A React e-commerce front-end → trophy. Static (TS + ESLint) catches typos and prop mismatches. A fat layer of React Testing Library tests renders real component trees ("clicking Add shows the cart badge incrementing"). Pure helpers (currency formatting) get small unit tests. Two or three Cypress E2E tests cover sign-up and checkout.

A payments microservice → honeycomb/pyramid blend. Deep money math is unit-tested exhaustively (pyramid instinct, because the logic is real and dangerous). The HTTP+DB seams get many integration tests (honeycomb instinct). A contract with the orders service replaces a flaky cross-service E2E.

A 35-minute Selenium suite → an ice-cream cone being fixed. The team finds that 80% of E2E cases re-test form validation already covered nowhere else. They move validation to unit tests, keep 6 journey E2E tests, and CI drops to 9 minutes.

Mental Models¶

The shape is a consequence, not a choice. Pick it from where your bugs live (architecture × change rate × cost of a miss), not from a blog post.
Size, not just scope. "Can it touch the network/disk/clock?" predicts pain better than the unit/integration label.
Confidence is bought with money.

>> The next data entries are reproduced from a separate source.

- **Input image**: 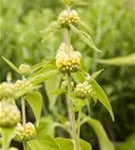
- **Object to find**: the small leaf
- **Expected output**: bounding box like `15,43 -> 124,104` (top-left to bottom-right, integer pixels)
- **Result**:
88,118 -> 115,150
25,92 -> 43,125
2,57 -> 20,74
41,21 -> 59,43
1,128 -> 15,149
36,116 -> 55,139
91,69 -> 104,79
90,79 -> 114,121
98,53 -> 135,66
56,138 -> 74,150
70,25 -> 101,52
80,139 -> 92,150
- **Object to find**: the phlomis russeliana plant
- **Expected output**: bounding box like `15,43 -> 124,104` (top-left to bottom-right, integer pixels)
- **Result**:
0,0 -> 114,150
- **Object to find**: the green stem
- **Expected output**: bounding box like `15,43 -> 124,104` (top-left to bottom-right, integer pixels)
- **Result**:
21,98 -> 26,150
67,74 -> 79,150
21,98 -> 26,125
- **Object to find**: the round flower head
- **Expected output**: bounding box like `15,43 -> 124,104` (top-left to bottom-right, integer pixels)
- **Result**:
0,82 -> 15,98
64,0 -> 73,5
0,103 -> 20,128
19,64 -> 31,76
56,44 -> 81,73
58,10 -> 80,28
14,80 -> 32,91
15,122 -> 36,142
74,81 -> 92,99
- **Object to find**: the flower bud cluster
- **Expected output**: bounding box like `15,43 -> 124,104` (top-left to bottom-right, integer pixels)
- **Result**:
8,147 -> 18,150
56,43 -> 81,73
58,10 -> 80,28
19,64 -> 31,76
0,103 -> 20,128
74,81 -> 92,99
0,82 -> 15,99
64,0 -> 73,5
14,80 -> 32,91
15,122 -> 36,142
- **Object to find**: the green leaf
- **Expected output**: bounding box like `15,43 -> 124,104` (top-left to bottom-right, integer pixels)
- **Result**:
88,118 -> 115,150
91,69 -> 104,79
70,25 -> 101,52
56,138 -> 92,150
98,53 -> 135,66
116,133 -> 135,150
29,69 -> 58,85
72,72 -> 85,83
1,128 -> 15,149
56,138 -> 74,150
25,92 -> 43,125
80,139 -> 92,150
41,21 -> 59,43
27,135 -> 62,150
2,57 -> 20,74
37,116 -> 55,138
90,79 -> 114,121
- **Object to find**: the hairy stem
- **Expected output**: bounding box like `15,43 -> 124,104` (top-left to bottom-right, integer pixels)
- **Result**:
67,74 -> 79,150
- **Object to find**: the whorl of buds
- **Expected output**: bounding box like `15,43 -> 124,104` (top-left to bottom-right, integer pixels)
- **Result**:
8,147 -> 18,150
56,43 -> 81,73
74,81 -> 92,99
0,103 -> 20,128
19,64 -> 31,76
14,80 -> 32,91
58,10 -> 80,28
0,82 -> 15,98
64,0 -> 73,5
14,122 -> 36,142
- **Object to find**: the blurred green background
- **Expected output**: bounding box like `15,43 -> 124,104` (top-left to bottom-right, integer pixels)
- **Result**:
0,0 -> 135,150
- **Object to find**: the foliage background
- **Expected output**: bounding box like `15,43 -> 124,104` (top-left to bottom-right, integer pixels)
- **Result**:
0,0 -> 135,150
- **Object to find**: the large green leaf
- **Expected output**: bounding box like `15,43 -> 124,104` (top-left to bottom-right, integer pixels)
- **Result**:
29,69 -> 58,85
99,53 -> 135,66
2,57 -> 20,74
90,79 -> 114,121
56,138 -> 92,150
88,118 -> 115,150
25,92 -> 43,125
116,133 -> 135,150
27,135 -> 62,150
70,25 -> 100,52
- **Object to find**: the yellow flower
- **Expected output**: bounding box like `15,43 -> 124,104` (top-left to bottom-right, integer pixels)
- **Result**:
56,43 -> 81,73
58,10 -> 80,28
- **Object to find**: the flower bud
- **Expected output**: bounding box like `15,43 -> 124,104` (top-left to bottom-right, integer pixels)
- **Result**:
0,82 -> 15,98
15,122 -> 36,142
14,80 -> 32,91
58,10 -> 80,28
0,103 -> 20,128
56,43 -> 81,73
19,64 -> 31,76
74,81 -> 92,99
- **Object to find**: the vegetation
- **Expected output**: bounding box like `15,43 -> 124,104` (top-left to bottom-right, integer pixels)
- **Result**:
0,0 -> 135,150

Every level up buys realism and pays in speed, determinism, and debuggability. Buy only where the realism is worth the bill.
Contract tests are E2E's cheaper substitute at seams. Same goal (the services agree), a fraction of the cost.

Common Mistakes¶

Cargo-culting the pyramid onto a front-end. Mocking everything around a component yields green tests that prove nothing; the trophy exists for this reason.
Calling slow tests "unit tests." Naming doesn't change cost; a sleeping/networking test is medium-sized whatever the folder it lives in.
Booting the whole world to test one seam. Use contract tests instead of N-service E2E.
Redundant coverage across levels. The same rule tested at unit, integration, and E2E — three places to maintain, triple the runtime, no extra confidence.
Letting the cone grow silently. Nobody decides "let's invert the pyramid"; it happens when E2E is the path of least resistance. Watch CI time.

Test Yourself¶

Your service is a thin HTTP→DB transformer with little logic. Pyramid, trophy, or honeycomb? Why?
A "unit test" calls requests.get("http://localhost:8080"). What size is it really, and what does that imply?
Give one behaviour that belongs in a unit test and one that belongs in a contract test, for the same microservice.
Why does the ice-cream cone usually appear by accident rather than on purpose?
The discount matrix is fully unit-tested. Where should it not be re-tested, and why?

Cheat Sheet¶

SHAPES (pick by where YOUR bugs live)
  Pyramid    rich domain logic            -> wide unit base
  Trophy     front-end / JS               -> fat integration + static base
  Honeycomb  microservices                -> fat integration, contracts at seams
  Cone       <ANTI-PATTERN>               -> too many E2E/manual; push coverage DOWN

SIZE (Google) -- the operational axis
  Small   no net/disk/clock/threads   < 100 ms   (prefer this)
  Medium  localhost only              < ~1 s
  Large   multi-machine / real net    seconds+

ALLOCATION
  lowest level that proves it  |  keep size small  |  cover once
  seams -> contract tests      |  E2E -> critical journeys only

Summary¶

The pyramid is the default, not the only shape. The trophy (fat integration + static) fits front-ends; the honeycomb (fat integration + contracts) fits microservices; the ice-cream cone is the anti-pattern you slide into by accident.
Choose the shape from where your bugs live: architecture × change rate × cost of a missed defect.
Classify by size (network/disk/clock?) not just scope — size predicts speed and flakiness.
Allocate by the heuristic: lowest level that proves it, keep it small, cover once, contracts at seams, E2E for critical journeys only.